First Wikipedia, then the Times (featuring Yair Ghitza), now Slashdot (featuring Allen “PyStan” Riddell). Just get us on Gawker and we’ll have achieved total media saturation.
Next step, backlash. Has Stan jumped the shark? Etc. (We’d love to have a “jump the shark” MCMC algorithm but I don’t know if or when we’ll get there. I’m still struggling trying to get wedge sampling to work.)
I think Metropolis jumped the shark when it teamed up with Gibbs to try to get wider distribution.
Interesting paper referenced on Wiki Stan site http://onlinelibrary.wiley.com/doi/10.1002/pst.1595/pdf
An actual survey of statisticians and their perceived difficulties in adopting Bayesian approaches in their work.

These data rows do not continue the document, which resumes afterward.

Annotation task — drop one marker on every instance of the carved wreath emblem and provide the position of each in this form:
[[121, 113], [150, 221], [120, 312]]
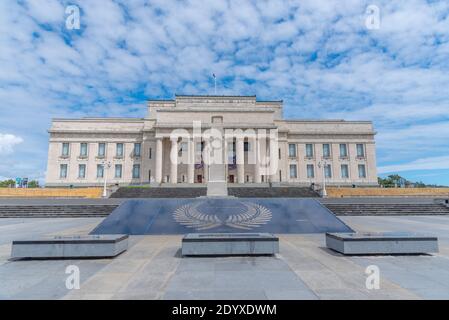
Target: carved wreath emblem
[[253, 216]]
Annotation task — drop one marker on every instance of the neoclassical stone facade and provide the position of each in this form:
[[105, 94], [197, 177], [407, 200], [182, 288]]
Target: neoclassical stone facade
[[82, 152]]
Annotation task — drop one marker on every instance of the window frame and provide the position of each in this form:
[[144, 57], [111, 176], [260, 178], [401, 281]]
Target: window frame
[[364, 170], [118, 165], [345, 156], [117, 155], [295, 151], [82, 165], [68, 150], [363, 150], [312, 150], [66, 170], [347, 171], [310, 165], [102, 170], [136, 165], [81, 150], [104, 150]]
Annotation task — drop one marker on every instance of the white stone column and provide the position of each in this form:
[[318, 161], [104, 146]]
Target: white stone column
[[159, 151], [240, 159], [174, 161], [257, 177], [191, 164]]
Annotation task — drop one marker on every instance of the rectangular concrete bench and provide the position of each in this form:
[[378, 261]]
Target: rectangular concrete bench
[[216, 244], [89, 246], [381, 243]]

A number of glib comments about what novices should know and be able to discuss:
“[if] non-informative priors are to be used, interpretation of the results would need to be understood by the team,
along with assumptions and potential drawbacks”
“explain what the return will be on this investment [adopting Bayes]”
“good understanding of the pros and cons of Bayesian as well as frequentist statistics”
As if these are things novices/early adopters could easily pick up clearly in most of the available literature!
Then they point to some arguably useful (expert, not well known?) materials on those questions.
“Examples for integrating the best of Bayesian and frequentist ideas can be found in [47–52]. For example, Little advocated ‘calibrated Bayes’, a concept that builds upon work by Box, Rubin, and Gelman.”
Paper was obviously written by a committee – well worth the read.
I can see the Buzzfeed headline now. “QUIZ: Which Bayesian computational tool are you?” with selections available such as numerical integration, grid computation, MCMC, HMC, RHMCMC..
Someone make this a reality!
“jump-the-shark” seems like the perfect name for an algorithm for multi-modal posteriors.
I had a paper reviewed at Science using STAN which we’ve revised and are submitting to Nature. Hopefully it goes and gets STAN some more publicity.